Depuis plus de quatre ans en détention, Delphine Pinto — ancienne partenaire de Jean-Christophe Piel, kinésithérapeute assassiné à Liancourt — se retrouve devant la cour d’assises de Beauvais. Son procès, prévu pour vendredi 29 mai 2026, porte sur l’accusation qu’elle a orchestré le meurtre de son ex-compagnon en août 2021.

L’enquête a révélé que Piel avait été victime d’agressions sexuelles et violences conjointes par Delphine, avec un non-lieu rendu huit jours avant sa mort.
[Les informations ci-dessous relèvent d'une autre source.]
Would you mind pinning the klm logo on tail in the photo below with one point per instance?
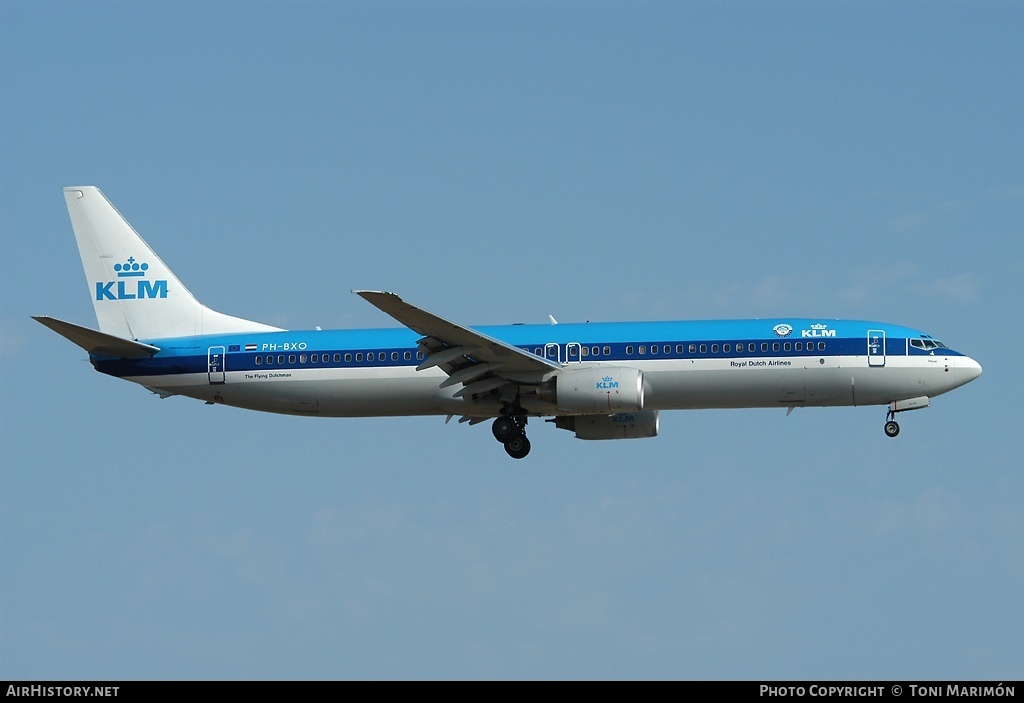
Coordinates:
(122, 290)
Les services de police ont identifié une bande organisée impliquant l’amour du défunt, deux hommes et son propre fils pour percer des assurances vie.

Cinq personnes seront jugées aujourd’hui pour « complicité de meurtre en bande organisée ». Le cabinet d’avocats de Delphino affirme que le système judiciaire a ignoré des éléments clés dans l’enquête, permettant aux faits d’être mal interprétés. « On ne peut pas prétendre qu’un seul scénario ait suffi pour résoudre cette affaire », souligne son avocat.

Le verdict attendu le 12 juin pourrait conduire Delphine Pinto à la réclusion criminelle à perpétuité, marquant un tournant dans l’histoire judiciaire de la région.